Darvish was 8 when Nomo made his major league debut. As a high school senior, he rejected offers from major league organizations, including one from the Dodgers. He has described his journey to the United States as something almost out of his control, as his salary escalated to where he all but felt obligated to leave the small-market Hokkaido Nippon-Ham Fighters as a means of offering them payroll relief.

Eventually, however, when high school players started eyeing the major leagues, the country’s baseball establishment wasn’t supportive. Fearing a talent drain, the Japanese league implemented unwritten rules to discourage amateur players from bypassing the draft and signing overseas.

Yusei Kikuchi of the Seattle Mariners was intrigued by the idea of moving to the United States after graduating from Hanamaki Higashi High. Kikuchi was pursued by several major league organizations, including the Dodgers, who had the inside track.

Kikuchi’s high school coach, Hiroshi Sasaki, later admitted he was afraid Nippon Professional Baseball teams would retaliate against him if Kikuchi went directly to MLB. Kikuchi spared him the potential consequences by entering the NPB draft, but cried at the news conference at which he made the announcement.

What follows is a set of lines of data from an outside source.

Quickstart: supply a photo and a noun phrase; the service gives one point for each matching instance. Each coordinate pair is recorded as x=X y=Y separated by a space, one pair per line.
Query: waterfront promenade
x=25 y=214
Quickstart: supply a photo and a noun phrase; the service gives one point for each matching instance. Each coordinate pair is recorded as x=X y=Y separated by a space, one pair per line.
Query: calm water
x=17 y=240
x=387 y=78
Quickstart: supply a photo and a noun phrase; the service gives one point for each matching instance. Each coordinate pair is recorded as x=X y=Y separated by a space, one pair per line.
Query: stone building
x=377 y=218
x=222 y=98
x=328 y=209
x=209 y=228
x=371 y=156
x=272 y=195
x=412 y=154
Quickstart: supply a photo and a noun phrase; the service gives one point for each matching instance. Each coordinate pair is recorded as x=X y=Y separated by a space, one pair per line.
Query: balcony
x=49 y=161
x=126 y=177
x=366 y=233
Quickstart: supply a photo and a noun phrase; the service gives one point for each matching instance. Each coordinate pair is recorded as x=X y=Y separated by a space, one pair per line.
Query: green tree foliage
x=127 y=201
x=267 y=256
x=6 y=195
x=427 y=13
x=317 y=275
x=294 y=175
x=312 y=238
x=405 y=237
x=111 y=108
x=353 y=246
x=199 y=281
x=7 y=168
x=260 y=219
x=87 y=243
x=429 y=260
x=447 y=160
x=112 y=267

“I never told him not to go, but I wonder if my feelings got across to him somehow,” Sasaki said. “I never asked him what he was feeling. I thought I might have prevented him from pursuing his dream and that made me feel guilty.”

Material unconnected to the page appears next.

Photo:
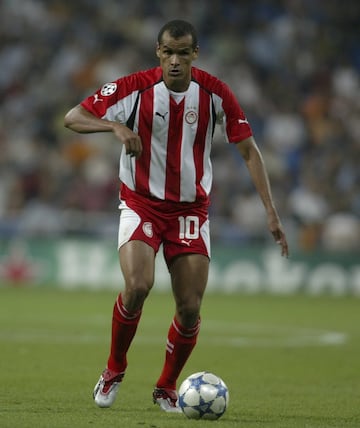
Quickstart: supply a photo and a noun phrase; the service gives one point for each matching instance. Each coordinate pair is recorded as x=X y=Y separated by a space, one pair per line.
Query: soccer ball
x=203 y=395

So, three years later, when Sasaki was in a similar position advising Ohtani, he encouraged him to follow his heart. Inspired by Ichiro Suzuki and Hideki Matsui, Ohtani was determined to sign with an MLB team, most likely the Dodgers.

Ultimately, the Fighters convinced him to remain in Japan by offering him an opportunity the Dodgers didn’t: to be a two-way player.

He went on to play with the Fighters for five seasons before signing with the Angels.

If the detour delayed him, it also better prepared him from this moment. He’s hitting, he’s pitching and he’s on top of the world.